Thursday, March 16, 2023

'Leave the chocolate milk out of it:' Parents, teachers, cooks and students angry at USDA over school-meal proposal

Photo by Tony Cenicola, The New York Times
Sometimes people draw a line in the sand and say, "You can't do that." That sentiment seems to be true in the case of school meals and chocolate milk. "The anger was prompted by a February proposal from the Department of Agriculture aimed at making school meals healthier by limiting the amount of added sugar and sodium in breakfasts and lunches," reports Nicholas Florko of Stat, the medicine-and-science publication of The Boston Globe. "Most chocolate milks have about 20 grams of sugar per carton. . . . The American Heart Association recommends kids consume 25 grams of added sugar. . . . But parents, teachers, and school officials simply aren’t having it. They insist children won’t drink unflavored milk — so the proposal would rob them of necessary calcium — and force them to go thirsty."
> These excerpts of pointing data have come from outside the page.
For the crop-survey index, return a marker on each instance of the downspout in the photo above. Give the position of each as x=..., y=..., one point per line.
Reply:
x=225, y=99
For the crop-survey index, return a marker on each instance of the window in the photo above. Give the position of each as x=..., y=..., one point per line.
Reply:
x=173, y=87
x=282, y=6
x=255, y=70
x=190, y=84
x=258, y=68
Michelle Wickstrom, a teacher from Green River, Wyoming, told Florko, "Leave the chocolate milk out of this." Florko writes, "No element of the February proposal has generated more vitriol than a suggestion that the agency might stop reimbursing schools for chocolate milk. . . . It’s not the first time efforts to rein in chocolate milk drinking have caused an uproar. New York Mayor Eric Adams quickly abandoned a plan earlier last year to ban chocolate milk in schools after outrage in the press and from members of Congress."

Florko adds, "The long simmering spat over school meals has also spotlighted the structural weaknesses of the national meal program. While peer-reviewed research has shown that school lunches are now healthier than ever, school officials say they’re still struggling with those standards." An anonymous commenter told Florko, “Our school district’s nutrition department relies on retirees to fill our low paid — short shifted — positions because no one else wants them.  . . .You are going to make these standards so strict that schools will be forced to make scratch foods to meet sodium levels. These school nutrition employees need to be paid better so we can hire staff that has the experience and is trained.”
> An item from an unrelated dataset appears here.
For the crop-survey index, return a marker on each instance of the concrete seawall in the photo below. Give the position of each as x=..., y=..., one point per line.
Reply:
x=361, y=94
Dariush Mozaffarian, policy dean at the Friedman School of Nutrition Science at Boston's Tufts University, told Florko, "All of the same concerns and hysteria arose around the 2010 legislation. School staff said this was impossible, industry said this can’t happen. . . . and people said kids won’t eat the food." Florko reports, "Mozaffarian, who supports the overarching changes to the school lunch program, suggested the milk dispute could be solved by cutting the sugar in chocolate milk in half, or offering children plain whole milk instead of the low fat options."

In the ongoing chocolate milk debate, kids also weighed in: "You’re wasting white milk and money,” wrote Ben, who identified himself as a fourth grader. “Another reason you should bring back chocolate milk is because students are super mad.” Another fourth-grader, Delila, wrote, "Kids are getting dehydrated. Everyone I know likes chocolate milk. This is why chocolate milk should stay!”